Question

trying to solve this first order pde

\[u_t+xtu_x=0\]\[u(x,0)=f(x)\]\[-\infty 12 years ago

Answer 1

my prof really skimmed over this, I have no idea where to start here. I can't find any characteristic equations...

Answer 2

\[\dot{x}=xt\]\[\ln x=\frac{t^2}{2}+C\]\[x(t)=Ce^{t^2/2}\]

Answer 3

How about Separation of Variables?

Answer 4

I don't see how SOV would work?

Answer 5

Try now. Let me see your work,

Answer 6

\[\frac{u_t}{t}=-xu_x\]

Answer 7

... and i'm stuck haha.

Answer 8

That's a simple DE to solve.

Answer 9

And I meant Separation of Variables by assuming U is a product of x and t functions.

Answer 10

Meaning, let U = R(x)*G(t).

Answer 11

oh. you mean like every other SOV in this course? oops. just a second.

Answer 12

\[u(x,t)=R(x)G(t)\]\[R(x)G'(t)=-xtR'(x)G(t)\]\[\frac{G'(t)}{tG(t)}=-\frac{xR'(x)}{x}=\text{constant}\equiv C\]
\[G'(t)=CtG(t)\]\[G(t)=Ce^{kt^2/2}\]
\[\frac{R'(t)}{R(t)}=-\frac{k}{x}\]\[\ln R(t)=-k \ln x+C\]\[R(t)=Cx^{-k}\]
\[u(x,t)=C\frac{e^{kt^2/2}}{x^k}\]

Answer 13

I didn't go through your work, but it looks like you get the point.

Answer 14

oops.

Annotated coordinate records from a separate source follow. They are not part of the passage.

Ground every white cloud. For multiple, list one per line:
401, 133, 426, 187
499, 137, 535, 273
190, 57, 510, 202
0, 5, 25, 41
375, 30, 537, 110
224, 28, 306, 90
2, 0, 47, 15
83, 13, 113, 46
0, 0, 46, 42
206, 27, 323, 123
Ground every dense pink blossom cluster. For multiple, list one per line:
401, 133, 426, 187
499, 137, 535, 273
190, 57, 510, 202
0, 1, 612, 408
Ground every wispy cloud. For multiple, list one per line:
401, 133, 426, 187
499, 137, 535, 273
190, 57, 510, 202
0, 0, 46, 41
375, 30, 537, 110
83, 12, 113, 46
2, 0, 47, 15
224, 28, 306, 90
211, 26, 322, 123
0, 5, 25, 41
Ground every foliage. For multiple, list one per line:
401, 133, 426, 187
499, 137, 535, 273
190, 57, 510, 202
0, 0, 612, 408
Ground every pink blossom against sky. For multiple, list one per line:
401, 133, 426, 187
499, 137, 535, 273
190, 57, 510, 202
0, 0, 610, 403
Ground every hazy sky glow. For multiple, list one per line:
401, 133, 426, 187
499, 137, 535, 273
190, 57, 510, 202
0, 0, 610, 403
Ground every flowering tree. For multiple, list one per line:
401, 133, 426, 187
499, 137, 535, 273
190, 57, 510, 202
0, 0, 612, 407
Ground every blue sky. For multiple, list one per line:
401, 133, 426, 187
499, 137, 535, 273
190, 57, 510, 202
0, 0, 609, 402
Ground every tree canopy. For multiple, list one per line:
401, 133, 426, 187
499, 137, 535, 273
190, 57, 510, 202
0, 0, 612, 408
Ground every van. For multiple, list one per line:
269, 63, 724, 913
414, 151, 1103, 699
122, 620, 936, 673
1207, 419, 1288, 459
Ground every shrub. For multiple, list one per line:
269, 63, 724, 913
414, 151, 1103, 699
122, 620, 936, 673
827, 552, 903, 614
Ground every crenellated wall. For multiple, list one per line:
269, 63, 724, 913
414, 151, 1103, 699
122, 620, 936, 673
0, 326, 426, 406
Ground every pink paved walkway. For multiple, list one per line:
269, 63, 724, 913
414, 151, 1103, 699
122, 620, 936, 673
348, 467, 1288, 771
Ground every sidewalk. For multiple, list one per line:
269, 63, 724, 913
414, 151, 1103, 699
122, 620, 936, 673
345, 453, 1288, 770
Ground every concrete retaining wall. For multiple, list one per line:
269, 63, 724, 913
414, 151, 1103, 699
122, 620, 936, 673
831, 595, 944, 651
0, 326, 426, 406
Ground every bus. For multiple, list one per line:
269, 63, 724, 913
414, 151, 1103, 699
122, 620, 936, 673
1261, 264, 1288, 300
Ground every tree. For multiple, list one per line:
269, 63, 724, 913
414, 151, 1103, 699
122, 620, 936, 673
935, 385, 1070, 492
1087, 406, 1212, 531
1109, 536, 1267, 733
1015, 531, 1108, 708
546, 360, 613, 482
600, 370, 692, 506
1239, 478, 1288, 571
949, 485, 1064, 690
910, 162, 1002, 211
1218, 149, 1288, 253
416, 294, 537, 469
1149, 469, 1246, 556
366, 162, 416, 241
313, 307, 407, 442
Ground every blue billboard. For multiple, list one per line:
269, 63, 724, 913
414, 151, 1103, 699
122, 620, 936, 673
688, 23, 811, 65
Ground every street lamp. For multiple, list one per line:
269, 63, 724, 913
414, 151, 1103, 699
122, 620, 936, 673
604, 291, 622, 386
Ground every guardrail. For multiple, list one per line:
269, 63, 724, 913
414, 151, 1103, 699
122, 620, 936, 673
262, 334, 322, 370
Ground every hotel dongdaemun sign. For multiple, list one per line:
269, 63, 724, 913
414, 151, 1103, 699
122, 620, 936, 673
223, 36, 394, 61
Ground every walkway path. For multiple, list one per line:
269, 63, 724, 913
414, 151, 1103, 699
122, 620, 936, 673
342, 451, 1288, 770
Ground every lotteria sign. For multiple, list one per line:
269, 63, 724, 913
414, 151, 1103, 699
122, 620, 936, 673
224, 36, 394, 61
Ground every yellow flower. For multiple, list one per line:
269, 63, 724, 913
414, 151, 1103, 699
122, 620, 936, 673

I messed up copying it.

Answer 15

This is the first method you should always attempt.

Answer 16

I still don't have a solution that works. not even close.

Answer 17

well I do. but I have no idea how to "get" it.

Answer 18

What's the problem?

Answer 19

Your answer will be in terms of f(x).

Answer 20

if I could get to this\[u(x,t)=\frac{t^2}{2}-\ln x\]I would be stoked.

Answer 21

Is that the final answer?

Answer 22

I don't know. but that satisfies the pde. just from inspection

Answer 23

Dude/Dudette, there will be many solutions to the PDE.

Answer 24

Use the initial condition given.

Answer 25

u(x,0)=f(x) is also true with the solution I have?

Answer 26

I dunno honestly I am getting nowhere with separation of variables.

Answer 27

No, because nobody said what f(x) is. Your answer should be in terms of f(x). Said that already.